Keywords: necropolitics, 1980s, capitalism, embalming, necrotechnologies, thingification
Capitalist ideology sustains the logic of labour-power, competition, accumulation, qualification and alienation. If the proletariat want money to get access to commodities, the market must be embraced, the whole working class becoming the victim of the continuing exploitation of wage labour. There is a “compelling parallel between a worker’s exploitation and alienation under capitalism and a victim’s exploitation and alienation at the market place,” since “workers must consider both the fruits of their labour and their labour itself as another man’s propriety” (Schwöbel-Patel 148). Not even retirement means the end of exploitation, as many senior people throughout the world must continue working to ensure economic survival after retirement from working at minimum wage. We came into this world to work, and only death stops the logic of being a cog in the machine of capitalism.

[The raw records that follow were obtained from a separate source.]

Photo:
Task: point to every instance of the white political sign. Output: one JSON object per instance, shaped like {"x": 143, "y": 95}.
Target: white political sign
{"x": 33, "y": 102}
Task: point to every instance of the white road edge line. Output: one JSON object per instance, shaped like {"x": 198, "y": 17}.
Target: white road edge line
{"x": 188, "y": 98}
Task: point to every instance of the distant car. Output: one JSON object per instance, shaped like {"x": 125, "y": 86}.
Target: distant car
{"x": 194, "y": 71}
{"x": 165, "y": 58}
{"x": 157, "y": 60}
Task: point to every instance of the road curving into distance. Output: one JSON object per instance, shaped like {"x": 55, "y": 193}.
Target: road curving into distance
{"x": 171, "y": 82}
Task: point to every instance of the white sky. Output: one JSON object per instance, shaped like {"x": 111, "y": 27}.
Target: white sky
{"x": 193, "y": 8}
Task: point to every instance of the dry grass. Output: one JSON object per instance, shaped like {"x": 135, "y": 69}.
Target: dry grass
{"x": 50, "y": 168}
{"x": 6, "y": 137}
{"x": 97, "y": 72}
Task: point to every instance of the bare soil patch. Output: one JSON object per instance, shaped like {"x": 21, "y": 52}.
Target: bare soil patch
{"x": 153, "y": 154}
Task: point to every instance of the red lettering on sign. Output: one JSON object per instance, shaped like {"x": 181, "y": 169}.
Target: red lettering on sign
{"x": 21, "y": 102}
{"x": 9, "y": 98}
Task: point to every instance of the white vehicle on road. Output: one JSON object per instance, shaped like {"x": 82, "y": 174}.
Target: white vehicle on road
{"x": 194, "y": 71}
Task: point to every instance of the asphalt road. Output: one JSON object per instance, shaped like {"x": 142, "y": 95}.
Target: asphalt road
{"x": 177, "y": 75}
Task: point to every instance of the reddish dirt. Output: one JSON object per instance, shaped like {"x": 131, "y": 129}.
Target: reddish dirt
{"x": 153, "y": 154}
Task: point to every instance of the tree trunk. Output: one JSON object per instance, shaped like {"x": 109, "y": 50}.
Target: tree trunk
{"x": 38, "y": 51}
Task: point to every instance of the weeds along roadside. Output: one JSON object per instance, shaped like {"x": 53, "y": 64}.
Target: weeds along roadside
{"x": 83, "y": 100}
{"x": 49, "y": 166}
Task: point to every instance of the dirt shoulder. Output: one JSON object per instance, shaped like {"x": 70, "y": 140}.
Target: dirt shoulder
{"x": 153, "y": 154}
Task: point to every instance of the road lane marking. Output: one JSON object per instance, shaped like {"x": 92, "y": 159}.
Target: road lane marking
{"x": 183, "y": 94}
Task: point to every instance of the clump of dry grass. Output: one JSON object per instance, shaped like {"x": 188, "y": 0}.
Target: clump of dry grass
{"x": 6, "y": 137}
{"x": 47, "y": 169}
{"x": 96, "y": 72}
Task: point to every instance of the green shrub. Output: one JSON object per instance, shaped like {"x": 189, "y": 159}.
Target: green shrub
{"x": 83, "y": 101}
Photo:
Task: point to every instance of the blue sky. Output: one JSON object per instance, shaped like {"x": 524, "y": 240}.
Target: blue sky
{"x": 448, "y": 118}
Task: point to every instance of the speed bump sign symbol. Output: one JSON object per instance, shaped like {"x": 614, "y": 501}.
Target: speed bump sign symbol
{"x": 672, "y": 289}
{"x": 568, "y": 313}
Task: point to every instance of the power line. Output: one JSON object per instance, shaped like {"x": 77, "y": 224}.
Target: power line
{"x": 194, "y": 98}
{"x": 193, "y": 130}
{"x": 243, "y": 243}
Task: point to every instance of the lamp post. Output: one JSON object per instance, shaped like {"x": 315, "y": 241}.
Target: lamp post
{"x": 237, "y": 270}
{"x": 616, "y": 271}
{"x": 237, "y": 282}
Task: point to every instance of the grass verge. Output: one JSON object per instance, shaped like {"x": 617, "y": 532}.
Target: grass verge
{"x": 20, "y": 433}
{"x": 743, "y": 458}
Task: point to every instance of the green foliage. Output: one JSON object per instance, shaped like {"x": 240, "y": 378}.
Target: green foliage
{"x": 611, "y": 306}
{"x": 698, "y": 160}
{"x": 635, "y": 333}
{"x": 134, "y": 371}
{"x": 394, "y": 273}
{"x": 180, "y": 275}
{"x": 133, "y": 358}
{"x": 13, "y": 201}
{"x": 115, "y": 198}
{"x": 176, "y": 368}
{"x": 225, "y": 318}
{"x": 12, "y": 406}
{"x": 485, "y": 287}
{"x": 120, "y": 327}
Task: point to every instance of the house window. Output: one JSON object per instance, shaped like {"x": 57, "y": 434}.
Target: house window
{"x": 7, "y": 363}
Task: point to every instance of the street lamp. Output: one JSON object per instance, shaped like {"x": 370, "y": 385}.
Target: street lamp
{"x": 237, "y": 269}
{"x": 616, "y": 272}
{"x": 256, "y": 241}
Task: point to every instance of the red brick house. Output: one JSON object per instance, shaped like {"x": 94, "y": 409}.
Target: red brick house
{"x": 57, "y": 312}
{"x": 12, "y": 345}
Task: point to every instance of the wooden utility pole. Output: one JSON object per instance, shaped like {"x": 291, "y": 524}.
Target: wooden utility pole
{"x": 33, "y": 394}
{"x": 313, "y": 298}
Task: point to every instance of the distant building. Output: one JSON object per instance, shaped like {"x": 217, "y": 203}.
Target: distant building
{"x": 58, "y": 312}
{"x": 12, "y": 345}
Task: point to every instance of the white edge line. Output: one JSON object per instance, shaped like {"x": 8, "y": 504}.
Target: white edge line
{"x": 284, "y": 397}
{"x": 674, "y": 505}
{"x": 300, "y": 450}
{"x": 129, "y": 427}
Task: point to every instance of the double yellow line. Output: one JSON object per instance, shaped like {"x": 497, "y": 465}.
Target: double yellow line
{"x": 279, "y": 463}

Horror fiction, however, can stage a scenario where the human continues labouring even after death, thus presenting a nightmarish version of the grand narrative of never-ending exploitation. Don Coscarelli’s Phantasm franchise (1979–98) revolves around a supernatural mortician known as the Tall Man (Angus Scrimm) who kills and reanimates the dead as his misshapen slaves. The films establish a mythology in which human corpses must work for the Tall Man as a labour force. Gary Sherman’s Dead and Buried (1981), opening just two years after the first Phantasm, stages a similar premise.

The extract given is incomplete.